A waitress at The Brown Derby restaurant in Hollywood, Mary Evans (Constance Bennett) serves the very famous and very inebriated director Max Carey (Lowell Sherman). Being a wannabe actress, Evans gets into his good graces, and he arranges for her to have a bit part in his current film. After a stalled start, this performance impresses the heads of the studio so much that they make her a star. But Hollywood has other trick up its sleeve, not all of them nice.

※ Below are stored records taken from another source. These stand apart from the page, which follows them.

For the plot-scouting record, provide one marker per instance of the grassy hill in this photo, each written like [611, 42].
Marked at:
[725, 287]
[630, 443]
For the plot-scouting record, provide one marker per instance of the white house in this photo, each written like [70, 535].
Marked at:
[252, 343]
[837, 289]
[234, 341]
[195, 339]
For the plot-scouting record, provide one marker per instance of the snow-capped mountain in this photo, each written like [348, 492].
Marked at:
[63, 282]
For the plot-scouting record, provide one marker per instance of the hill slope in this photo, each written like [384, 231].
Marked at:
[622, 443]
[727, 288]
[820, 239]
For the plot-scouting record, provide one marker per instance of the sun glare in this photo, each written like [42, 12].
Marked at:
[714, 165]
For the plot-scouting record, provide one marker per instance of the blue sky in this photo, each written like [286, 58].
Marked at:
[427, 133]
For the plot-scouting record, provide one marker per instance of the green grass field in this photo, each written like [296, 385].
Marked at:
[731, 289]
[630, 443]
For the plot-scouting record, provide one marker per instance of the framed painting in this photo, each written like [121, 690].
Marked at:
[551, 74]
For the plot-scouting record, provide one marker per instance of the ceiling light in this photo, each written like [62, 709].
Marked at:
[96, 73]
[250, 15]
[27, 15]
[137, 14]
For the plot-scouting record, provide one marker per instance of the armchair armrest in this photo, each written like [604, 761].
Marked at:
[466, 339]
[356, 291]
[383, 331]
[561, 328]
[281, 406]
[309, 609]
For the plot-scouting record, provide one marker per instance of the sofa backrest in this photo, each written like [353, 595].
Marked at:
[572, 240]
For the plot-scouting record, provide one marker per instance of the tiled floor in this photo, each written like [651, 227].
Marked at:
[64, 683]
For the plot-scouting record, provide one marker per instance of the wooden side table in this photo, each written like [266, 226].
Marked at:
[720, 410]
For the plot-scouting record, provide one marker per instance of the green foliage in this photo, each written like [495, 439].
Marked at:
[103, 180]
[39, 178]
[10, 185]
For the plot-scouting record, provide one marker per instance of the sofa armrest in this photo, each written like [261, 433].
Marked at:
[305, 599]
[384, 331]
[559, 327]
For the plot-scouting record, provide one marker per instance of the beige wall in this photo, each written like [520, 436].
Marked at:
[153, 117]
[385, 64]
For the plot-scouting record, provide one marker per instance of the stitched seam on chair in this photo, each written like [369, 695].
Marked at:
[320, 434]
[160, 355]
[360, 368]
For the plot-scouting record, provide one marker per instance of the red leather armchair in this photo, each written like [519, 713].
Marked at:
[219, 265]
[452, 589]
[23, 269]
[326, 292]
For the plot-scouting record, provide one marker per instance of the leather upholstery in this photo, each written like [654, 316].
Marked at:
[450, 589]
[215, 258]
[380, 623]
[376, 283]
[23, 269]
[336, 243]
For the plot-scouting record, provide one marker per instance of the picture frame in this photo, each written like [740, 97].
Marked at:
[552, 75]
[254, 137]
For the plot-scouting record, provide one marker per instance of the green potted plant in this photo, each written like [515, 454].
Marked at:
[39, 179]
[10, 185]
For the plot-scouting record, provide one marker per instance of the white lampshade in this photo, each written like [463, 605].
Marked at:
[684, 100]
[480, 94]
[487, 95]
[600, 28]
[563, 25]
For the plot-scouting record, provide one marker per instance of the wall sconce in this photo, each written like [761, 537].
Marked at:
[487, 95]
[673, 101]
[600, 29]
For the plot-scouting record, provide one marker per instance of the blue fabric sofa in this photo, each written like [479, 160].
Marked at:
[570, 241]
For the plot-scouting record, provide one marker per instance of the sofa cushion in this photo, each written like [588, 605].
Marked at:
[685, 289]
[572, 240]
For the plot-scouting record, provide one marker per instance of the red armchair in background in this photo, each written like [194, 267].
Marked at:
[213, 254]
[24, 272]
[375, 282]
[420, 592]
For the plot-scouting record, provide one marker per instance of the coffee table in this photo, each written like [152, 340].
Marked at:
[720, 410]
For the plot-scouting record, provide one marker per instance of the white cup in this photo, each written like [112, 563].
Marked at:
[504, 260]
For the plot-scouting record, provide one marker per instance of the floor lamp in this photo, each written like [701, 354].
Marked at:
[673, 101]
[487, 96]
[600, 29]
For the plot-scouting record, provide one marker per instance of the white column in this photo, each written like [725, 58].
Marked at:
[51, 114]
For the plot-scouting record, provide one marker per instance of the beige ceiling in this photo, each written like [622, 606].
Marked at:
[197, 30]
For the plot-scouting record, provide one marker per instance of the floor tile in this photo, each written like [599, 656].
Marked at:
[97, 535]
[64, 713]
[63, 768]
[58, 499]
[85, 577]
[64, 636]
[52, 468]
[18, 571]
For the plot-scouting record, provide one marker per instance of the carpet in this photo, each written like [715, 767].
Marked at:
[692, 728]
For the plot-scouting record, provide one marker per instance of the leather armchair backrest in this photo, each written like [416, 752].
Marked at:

It's widely believe that this film was the inspiration for the original A Star is Born (and, by default, its many remakes). It manages to stand up on its own, however, thanks to a good cast and plenty of realist behind the scenes looks at how Hollywood works. There are meetings with yes men, a wedding that gets chaotically mobbed with fans, paparazzi with flashbulbs, and of course, studio scenes, including an indoor rain shower created with sprinklers and fire hoses!
A special highlight is Sherman's performance as the director whose career goes into decline as Bennett's rises. In real life, Sherman was a director along with being an actor, so his few scenes behind the camera have a special sort of authenticity. Sherman also shares very good platonicly fond chemistry with Bennett, and is both amusing and moving as a troubled mentor who is unable to give himself the leg up that his star received on her way to success.